1

We're using a file system/url safe variation of base64 encoding such that:

"=" replaced with ""  
"+" replaced with "-"  
"/" replaced with "_"  

We are now using Azure blob storage that does not allow use of "_" within container names.

We are base64 encoding a Guid. If I was to replace underscore with say a "0" am I at risk of collisions?

Update

Not sure why the downvote. But to clarify.

Why not just use a Guid?

  1. The Guid is the id of an entity within my application. Since the paths are public, I don't really like exposing the Id, hence why I'm encoding it.
  2. I want shorter and more friendly looking paths. Contrary to one of the comments below, the base 64 encoding is NOT longer:

    Guid: 5b263cdd-2bc2-485d-83d4-81b96930dc5a
    Base64 Encoded: 3TwmW8IrXUiD1IG5aTDcWg== (even shorter after removing ==)

(Another) Update

Seems there is some confusion about what it is I'm trying to achieve (so sorry about that). Heres the short version.
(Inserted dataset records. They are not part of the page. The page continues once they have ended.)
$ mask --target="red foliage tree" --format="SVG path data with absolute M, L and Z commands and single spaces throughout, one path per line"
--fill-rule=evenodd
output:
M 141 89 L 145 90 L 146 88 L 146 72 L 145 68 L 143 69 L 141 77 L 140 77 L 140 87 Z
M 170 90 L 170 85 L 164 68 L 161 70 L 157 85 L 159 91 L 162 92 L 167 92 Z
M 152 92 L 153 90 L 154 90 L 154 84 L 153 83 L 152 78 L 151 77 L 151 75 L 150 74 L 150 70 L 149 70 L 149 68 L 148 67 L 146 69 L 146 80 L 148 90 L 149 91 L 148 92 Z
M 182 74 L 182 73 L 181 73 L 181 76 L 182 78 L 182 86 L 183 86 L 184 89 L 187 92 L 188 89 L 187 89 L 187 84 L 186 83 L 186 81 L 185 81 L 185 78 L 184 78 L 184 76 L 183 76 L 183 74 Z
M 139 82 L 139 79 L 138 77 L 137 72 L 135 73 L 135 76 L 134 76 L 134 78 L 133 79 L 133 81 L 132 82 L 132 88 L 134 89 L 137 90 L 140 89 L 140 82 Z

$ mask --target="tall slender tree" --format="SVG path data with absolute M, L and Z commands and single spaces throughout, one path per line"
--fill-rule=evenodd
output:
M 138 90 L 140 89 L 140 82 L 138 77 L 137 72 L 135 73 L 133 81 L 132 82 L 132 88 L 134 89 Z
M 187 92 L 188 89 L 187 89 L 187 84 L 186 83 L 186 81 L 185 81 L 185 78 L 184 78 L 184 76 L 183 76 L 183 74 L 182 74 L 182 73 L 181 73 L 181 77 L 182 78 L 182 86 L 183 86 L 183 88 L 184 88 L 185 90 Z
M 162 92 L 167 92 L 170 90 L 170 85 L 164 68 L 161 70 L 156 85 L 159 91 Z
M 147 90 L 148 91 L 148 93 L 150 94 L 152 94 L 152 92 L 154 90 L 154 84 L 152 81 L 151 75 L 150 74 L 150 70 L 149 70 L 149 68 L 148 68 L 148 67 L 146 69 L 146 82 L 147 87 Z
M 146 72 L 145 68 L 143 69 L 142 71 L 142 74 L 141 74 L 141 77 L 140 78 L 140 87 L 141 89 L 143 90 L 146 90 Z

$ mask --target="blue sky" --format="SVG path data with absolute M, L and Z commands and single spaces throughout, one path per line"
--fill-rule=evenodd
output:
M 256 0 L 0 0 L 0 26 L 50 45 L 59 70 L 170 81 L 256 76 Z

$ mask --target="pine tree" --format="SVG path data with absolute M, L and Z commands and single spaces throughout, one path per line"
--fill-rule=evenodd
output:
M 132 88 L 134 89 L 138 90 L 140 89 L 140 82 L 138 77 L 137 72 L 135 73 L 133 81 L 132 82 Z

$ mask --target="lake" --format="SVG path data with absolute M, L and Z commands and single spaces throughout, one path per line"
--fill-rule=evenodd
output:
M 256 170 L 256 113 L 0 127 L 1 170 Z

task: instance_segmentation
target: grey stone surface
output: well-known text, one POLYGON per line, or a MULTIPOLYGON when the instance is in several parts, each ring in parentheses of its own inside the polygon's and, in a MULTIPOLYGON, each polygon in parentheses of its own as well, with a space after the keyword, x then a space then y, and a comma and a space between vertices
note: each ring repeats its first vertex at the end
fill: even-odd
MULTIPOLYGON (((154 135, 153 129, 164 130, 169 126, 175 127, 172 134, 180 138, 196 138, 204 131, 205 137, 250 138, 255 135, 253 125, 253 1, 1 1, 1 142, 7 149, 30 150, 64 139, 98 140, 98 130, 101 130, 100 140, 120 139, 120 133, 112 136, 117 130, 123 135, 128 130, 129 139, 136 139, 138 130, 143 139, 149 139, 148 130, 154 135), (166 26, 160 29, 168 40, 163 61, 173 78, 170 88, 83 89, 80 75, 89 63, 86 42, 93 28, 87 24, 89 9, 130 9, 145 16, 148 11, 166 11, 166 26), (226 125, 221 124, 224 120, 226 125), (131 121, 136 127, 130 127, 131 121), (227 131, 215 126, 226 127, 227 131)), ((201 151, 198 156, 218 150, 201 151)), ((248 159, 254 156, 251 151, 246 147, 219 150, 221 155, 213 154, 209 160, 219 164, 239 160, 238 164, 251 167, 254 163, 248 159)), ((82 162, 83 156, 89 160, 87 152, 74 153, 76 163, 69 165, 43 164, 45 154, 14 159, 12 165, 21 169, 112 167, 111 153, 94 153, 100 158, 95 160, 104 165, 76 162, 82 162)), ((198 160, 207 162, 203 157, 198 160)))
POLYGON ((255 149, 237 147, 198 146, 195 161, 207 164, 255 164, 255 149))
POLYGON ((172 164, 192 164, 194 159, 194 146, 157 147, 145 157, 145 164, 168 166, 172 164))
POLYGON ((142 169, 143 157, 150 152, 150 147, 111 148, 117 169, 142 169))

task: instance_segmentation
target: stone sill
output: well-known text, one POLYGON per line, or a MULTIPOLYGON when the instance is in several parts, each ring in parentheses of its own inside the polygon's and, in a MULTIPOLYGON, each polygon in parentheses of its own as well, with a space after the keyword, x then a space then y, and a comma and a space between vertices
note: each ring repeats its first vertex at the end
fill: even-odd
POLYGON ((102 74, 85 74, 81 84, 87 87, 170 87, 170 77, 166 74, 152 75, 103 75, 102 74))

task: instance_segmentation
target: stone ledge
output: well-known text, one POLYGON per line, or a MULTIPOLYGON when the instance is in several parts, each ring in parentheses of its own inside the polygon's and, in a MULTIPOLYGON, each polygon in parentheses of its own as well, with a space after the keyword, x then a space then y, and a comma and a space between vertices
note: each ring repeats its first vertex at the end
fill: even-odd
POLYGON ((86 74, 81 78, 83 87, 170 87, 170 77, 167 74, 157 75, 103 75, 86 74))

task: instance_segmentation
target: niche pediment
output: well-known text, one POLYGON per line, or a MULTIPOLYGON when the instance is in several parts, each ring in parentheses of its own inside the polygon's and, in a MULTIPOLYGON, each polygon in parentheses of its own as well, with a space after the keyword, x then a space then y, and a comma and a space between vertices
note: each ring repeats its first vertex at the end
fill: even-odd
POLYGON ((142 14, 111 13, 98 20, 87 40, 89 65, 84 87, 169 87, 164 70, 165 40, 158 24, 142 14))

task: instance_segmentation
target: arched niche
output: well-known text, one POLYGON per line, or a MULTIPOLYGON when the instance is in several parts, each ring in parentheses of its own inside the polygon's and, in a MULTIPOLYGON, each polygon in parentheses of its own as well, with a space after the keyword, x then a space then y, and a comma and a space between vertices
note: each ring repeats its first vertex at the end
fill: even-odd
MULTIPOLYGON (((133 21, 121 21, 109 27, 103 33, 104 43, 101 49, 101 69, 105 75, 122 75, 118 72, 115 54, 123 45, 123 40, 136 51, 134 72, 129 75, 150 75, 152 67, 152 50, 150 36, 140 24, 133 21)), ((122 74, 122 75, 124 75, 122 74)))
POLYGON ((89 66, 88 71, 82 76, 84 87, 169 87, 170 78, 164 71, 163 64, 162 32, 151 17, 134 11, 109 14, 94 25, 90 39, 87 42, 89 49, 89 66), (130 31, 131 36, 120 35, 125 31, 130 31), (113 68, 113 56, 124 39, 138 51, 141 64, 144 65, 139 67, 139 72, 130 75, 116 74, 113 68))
  • I have a Guid that represents an entity in my application.
  • I need to create a publicly accessible directory for the entity (via a Url).
  • I don't want to use the Guid as the directory name, for the reasons above.
  • I asked previously on SO about how I could generate a friendlier looking Url that guaranteed uniqueness and did not expose the original Guid. The suggestion was Base64 encoding.
  • This has worked fine until recently when we needed to use Azure blob storage, which does not allow underscores "_" in it's directory (Container) names.

This is where I'm at.

Ben Foster
  • 33,525
  • 36
  • 167
  • 284

4 Answers4

7

Just "encode" the GUID in base16. The only characters it uses are 0123456789ABCDEF which should be safe for most purposes.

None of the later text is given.